Un tenso pistolero alzó una ametralladora hasta su hombro y la apuntó a mi pecho.

Clic.

Quitó el seguro, cerró un ojo y miró por el cilindro. Ni siquiera me molesté en levantar las manos. No sentía mi pulso martilleando en mi cuello. No sentí nada. Ese momento era el eje quieto de mi vida. Miré más allá del pistolero, hacia el cielo metálico.

Estaba a punto de morir.

Al ver las noticias de Manchester la semana pasada, el pánico y la impotencia que sentí ese día hace más de una década me viene de nuevo. Los terroristas que me capturaron en Iraq no estaban simplemente en ISIS: ellos lo fundaron. ISIS comenzó en Falluja en 2004, especializado en coches bomba y ataques contra las fuerzas estadounidenses, y ahora controla territorios a lo largo de Oriente Medio.

Más peligrosamente, controla mentes en todo el mundo. Salman Abedi, el joven británico que mató a 22 personas en el atentado suicida de Manchester, parece haber sido un adoctrinado seguidor de ISIS que se había desilusionado con su vida en Inglaterra.

Los periodistas no deben mentir. Pero ese día de 2004 una mentira me salvó la vida. He sobrevivido a muchas situaciones difíciles, especialmente en África Oriental, donde he cubierto guerras durante la última década, pero nunca volví a experimentar la total desesperanza que sentí al caer en manos de terroristas.

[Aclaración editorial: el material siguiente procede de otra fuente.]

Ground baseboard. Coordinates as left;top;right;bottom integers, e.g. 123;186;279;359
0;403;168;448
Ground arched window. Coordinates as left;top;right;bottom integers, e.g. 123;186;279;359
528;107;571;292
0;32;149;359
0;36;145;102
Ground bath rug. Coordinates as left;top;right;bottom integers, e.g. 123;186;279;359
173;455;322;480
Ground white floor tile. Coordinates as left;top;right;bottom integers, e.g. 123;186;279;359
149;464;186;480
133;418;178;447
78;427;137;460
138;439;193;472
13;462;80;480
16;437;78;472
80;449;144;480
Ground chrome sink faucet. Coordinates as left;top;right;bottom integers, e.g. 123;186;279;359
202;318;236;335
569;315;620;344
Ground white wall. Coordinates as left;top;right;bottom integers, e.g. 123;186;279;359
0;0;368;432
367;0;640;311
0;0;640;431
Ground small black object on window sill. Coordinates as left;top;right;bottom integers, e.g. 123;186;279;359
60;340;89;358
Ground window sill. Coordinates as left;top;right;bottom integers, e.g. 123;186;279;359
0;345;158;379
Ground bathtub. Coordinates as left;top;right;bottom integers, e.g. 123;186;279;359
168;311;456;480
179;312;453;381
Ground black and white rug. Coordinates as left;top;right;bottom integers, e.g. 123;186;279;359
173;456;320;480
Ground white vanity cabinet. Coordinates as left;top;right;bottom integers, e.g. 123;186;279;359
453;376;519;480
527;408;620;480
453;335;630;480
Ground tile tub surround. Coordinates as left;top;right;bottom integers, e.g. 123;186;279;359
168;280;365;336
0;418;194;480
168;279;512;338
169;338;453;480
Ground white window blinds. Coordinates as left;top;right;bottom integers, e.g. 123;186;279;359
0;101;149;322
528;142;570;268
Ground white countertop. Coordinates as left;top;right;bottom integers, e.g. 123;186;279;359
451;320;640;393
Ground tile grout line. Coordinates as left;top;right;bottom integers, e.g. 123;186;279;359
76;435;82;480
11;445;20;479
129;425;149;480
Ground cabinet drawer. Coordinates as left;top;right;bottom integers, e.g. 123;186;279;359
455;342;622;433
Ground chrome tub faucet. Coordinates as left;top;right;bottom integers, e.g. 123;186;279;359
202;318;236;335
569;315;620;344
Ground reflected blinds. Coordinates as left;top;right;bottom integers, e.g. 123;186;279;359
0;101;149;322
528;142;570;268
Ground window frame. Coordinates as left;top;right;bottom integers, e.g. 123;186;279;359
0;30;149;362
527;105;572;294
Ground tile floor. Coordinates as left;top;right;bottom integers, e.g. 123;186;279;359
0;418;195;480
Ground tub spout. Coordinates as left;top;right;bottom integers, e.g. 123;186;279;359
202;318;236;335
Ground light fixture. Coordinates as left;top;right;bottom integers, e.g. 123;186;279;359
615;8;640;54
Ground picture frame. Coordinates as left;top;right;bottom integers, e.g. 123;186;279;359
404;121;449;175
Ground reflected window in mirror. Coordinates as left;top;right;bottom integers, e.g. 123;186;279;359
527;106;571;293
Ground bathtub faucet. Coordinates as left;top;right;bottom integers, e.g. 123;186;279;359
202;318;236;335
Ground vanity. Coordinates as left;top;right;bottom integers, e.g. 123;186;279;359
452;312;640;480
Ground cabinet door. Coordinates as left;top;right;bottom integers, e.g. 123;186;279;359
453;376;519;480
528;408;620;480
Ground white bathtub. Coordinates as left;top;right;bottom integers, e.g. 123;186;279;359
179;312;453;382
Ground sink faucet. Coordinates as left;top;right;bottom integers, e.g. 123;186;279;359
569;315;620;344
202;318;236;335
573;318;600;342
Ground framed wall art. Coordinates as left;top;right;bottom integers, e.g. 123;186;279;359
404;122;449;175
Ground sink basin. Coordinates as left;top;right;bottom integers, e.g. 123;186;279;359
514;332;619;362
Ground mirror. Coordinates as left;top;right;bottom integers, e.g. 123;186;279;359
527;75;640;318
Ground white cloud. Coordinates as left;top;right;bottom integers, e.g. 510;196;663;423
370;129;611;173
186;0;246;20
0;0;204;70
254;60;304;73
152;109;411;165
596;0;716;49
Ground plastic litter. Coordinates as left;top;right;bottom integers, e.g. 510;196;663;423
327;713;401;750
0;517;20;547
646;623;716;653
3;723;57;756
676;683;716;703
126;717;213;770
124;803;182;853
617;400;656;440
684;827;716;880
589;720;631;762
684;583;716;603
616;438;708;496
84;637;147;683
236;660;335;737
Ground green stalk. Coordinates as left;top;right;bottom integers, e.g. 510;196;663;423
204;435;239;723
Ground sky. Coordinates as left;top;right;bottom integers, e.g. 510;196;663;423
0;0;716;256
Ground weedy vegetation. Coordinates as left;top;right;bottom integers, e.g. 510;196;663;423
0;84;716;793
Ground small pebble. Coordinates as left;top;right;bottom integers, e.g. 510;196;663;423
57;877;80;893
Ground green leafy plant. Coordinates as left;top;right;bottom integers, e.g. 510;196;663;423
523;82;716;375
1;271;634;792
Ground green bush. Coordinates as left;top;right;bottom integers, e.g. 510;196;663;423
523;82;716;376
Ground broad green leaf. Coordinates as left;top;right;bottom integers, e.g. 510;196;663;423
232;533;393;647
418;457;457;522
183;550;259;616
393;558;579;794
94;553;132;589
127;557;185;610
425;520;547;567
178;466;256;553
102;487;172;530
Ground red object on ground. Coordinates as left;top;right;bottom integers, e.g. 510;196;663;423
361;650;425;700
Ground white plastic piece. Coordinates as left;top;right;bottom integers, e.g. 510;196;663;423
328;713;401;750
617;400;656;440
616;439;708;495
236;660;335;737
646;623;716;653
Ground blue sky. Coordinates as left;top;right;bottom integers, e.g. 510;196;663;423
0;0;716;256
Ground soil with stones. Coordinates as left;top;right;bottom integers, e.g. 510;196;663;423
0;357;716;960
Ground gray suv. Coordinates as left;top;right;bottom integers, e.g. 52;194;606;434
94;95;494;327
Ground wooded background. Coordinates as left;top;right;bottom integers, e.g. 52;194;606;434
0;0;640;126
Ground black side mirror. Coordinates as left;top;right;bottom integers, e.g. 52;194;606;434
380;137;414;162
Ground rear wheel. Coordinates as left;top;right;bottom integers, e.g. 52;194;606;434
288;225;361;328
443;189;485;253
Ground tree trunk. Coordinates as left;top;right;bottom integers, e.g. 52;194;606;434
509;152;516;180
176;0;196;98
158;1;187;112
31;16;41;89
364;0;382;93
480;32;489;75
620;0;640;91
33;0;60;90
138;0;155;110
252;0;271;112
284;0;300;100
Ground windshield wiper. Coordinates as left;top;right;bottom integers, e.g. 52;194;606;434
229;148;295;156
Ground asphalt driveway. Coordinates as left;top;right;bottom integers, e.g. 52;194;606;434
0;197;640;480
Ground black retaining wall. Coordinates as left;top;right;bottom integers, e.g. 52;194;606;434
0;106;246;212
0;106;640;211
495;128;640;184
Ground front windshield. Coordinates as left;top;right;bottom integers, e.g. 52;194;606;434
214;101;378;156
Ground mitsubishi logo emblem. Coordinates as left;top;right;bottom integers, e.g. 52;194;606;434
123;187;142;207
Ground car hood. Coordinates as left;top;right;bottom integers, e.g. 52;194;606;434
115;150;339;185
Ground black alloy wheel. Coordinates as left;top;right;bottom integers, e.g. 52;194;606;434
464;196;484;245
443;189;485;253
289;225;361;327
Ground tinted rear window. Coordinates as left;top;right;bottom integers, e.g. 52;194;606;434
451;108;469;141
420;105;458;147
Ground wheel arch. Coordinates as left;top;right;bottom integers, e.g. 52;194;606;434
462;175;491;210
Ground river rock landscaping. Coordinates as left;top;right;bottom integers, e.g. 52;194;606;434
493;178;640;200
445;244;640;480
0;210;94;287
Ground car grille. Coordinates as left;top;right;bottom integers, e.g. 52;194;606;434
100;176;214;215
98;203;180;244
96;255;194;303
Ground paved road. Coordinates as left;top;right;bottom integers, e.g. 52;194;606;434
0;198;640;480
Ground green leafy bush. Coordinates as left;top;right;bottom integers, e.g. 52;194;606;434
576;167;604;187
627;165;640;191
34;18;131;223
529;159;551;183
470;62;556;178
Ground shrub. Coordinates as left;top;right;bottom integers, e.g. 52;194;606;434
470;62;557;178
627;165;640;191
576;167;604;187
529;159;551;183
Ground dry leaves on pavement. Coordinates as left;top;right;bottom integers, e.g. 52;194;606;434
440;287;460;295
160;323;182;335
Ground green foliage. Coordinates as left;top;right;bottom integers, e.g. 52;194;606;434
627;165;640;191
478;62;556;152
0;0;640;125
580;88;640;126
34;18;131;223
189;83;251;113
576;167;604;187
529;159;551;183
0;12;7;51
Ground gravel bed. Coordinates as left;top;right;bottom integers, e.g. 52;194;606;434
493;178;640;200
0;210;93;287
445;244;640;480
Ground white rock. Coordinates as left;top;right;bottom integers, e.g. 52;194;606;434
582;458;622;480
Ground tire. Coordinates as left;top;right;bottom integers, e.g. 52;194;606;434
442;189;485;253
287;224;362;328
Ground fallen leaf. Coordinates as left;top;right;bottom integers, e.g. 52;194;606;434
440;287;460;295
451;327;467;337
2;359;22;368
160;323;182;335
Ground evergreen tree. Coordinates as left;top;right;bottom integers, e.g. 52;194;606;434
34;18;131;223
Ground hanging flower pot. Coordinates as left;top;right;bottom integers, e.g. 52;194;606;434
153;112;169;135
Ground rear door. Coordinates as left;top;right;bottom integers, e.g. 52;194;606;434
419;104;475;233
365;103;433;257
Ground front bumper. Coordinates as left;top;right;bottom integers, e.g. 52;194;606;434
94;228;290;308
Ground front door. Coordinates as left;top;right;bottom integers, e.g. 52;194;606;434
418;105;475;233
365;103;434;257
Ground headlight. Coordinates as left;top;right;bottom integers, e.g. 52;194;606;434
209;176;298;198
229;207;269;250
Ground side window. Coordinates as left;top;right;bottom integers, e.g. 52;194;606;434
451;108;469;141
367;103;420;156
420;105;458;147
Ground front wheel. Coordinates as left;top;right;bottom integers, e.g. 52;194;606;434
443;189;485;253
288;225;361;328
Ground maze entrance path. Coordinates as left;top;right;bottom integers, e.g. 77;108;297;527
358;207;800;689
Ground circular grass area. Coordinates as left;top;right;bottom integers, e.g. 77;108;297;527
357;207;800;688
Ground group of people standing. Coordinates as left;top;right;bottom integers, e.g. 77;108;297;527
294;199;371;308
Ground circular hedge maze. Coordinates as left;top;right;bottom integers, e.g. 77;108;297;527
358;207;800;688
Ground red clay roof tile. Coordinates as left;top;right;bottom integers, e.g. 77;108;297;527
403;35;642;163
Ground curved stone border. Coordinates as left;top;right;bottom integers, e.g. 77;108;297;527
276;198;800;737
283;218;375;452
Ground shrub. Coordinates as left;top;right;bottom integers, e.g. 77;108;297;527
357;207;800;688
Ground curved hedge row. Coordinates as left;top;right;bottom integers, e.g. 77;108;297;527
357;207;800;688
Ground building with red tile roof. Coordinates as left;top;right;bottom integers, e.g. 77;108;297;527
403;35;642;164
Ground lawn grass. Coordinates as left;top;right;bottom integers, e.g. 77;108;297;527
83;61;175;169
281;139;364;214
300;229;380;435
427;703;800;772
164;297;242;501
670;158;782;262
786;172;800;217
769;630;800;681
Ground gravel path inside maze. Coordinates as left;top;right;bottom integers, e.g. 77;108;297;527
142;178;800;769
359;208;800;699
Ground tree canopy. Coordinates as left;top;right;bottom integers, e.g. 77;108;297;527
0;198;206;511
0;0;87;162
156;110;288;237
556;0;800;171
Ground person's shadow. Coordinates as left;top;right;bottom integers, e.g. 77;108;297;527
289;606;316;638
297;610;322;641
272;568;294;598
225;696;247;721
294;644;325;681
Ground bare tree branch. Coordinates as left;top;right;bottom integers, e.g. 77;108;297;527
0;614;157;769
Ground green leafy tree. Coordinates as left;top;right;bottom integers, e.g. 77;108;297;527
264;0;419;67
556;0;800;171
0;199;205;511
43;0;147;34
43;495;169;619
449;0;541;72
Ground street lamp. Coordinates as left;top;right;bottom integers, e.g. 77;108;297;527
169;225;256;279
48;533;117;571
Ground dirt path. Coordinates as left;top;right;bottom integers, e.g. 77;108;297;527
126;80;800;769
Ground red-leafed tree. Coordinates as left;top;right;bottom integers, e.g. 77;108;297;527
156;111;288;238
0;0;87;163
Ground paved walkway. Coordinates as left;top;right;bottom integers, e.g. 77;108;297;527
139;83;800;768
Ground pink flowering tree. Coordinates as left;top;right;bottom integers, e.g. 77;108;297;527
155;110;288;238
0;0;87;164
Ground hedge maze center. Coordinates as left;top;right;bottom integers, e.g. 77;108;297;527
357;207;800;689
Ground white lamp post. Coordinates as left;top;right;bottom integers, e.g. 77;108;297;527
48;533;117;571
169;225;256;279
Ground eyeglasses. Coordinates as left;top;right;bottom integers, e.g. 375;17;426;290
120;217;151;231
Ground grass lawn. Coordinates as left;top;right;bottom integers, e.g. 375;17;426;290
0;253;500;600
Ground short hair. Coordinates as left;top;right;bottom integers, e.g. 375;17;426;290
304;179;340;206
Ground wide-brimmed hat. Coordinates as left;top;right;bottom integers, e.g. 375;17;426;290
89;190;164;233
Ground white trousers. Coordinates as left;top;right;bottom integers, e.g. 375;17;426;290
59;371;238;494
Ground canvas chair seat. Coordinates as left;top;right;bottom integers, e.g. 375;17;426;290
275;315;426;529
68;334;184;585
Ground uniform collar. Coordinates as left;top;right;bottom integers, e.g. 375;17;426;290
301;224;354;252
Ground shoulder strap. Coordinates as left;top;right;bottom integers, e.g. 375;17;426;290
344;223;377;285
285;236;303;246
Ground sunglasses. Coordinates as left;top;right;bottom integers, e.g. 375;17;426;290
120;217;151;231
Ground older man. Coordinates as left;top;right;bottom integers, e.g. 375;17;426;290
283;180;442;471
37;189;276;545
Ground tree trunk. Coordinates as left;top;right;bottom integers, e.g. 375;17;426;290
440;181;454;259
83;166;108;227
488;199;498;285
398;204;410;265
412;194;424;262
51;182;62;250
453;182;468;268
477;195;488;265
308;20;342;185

Cuando los pistoleros nos llevaron, alcancé mi bolsillo delantero, tomé mi pasaporte y se lo pasé a mi colega, y sin mediar palabra lo metió en la parte delantera de sus vaqueros. Yo rezaba porque nuestros captores tuvieran algunos modales y no la cachearan, al menos no allí. Pasamos por una pequeña ciudad, con pistoleros por todas partes, y cuando nos detuvimos en un pequeño garaje, comenzó mi interrogatorio.

Tenía 20 hombres encapuchados con las bocas de sus rifles a tres pulgadas de mi cara, gritando preguntas en una mezcla de árabe y mal inglés.

¡Qué haces aquí! ¡Por qué viniste! ¡Quien te envió!

Pero con más urgencia, los pistoleros querían saber una cosa:

¿Eres estadounidense?

Lo soy. Ese pasaporte en los pantalones de mi colega era un pasaporte estadounidense.

Pero yo sabía que me matarían si lo decía, ahí fue cuando dejé caer mi mentira.

"¿Estadounidense?" -preguntaron de nuevo.

"No”, dije.

"¿De dónde?"

"Soy griego".

"¿Griego?"

"Sí". Y repetí con un poco más de confianza. "Griego".

Tengo diferentes nacionalidades y etnicidades mezcladas en mi sangre -soy básicamente un mestizo europeo- pero ninguna de mis ascendencias es griega. Lo inventé y lo dije en el acto. Supuse que ninguno de los pistoleros hablaría griego. Y Grecia tiene un equipo de futbol bastante bueno y yo sabía que los iraquíes aman el futbol.

Durante las siguientes horas, mentí, con las armas apuntándome en la cara. Y uno de los pasatiempos más agotadores del mundo es mentir con cañones en la cara.

Justo cuando estaba a punto de perder el norte, un hombre robusto y barbudo entró en la habitación donde estaba siendo interrogado. Todos los pistoleros se levantaron respetuosamente. A diferencia de los demás, el hombre no cubría su rostro con una bufanda. Sus ojos miraron profundamente los míos. Inmediatamente transmitió una vibra más grave y potencialmente siniestra. Más tarde, supe que era el líder de la célula terrorista (los términos "terrorista" e "insurgente" pueden ser intercambiables, pero los combatientes de la resistencia en esa parte de Iraq estaban plantando bombas y masacrando civiles, así que no creo que "terrorista" sea exagerado). Una vez más, me preguntó de dónde era e, increíblemente, parecía satisfecho con mi recién descubierto helenismo.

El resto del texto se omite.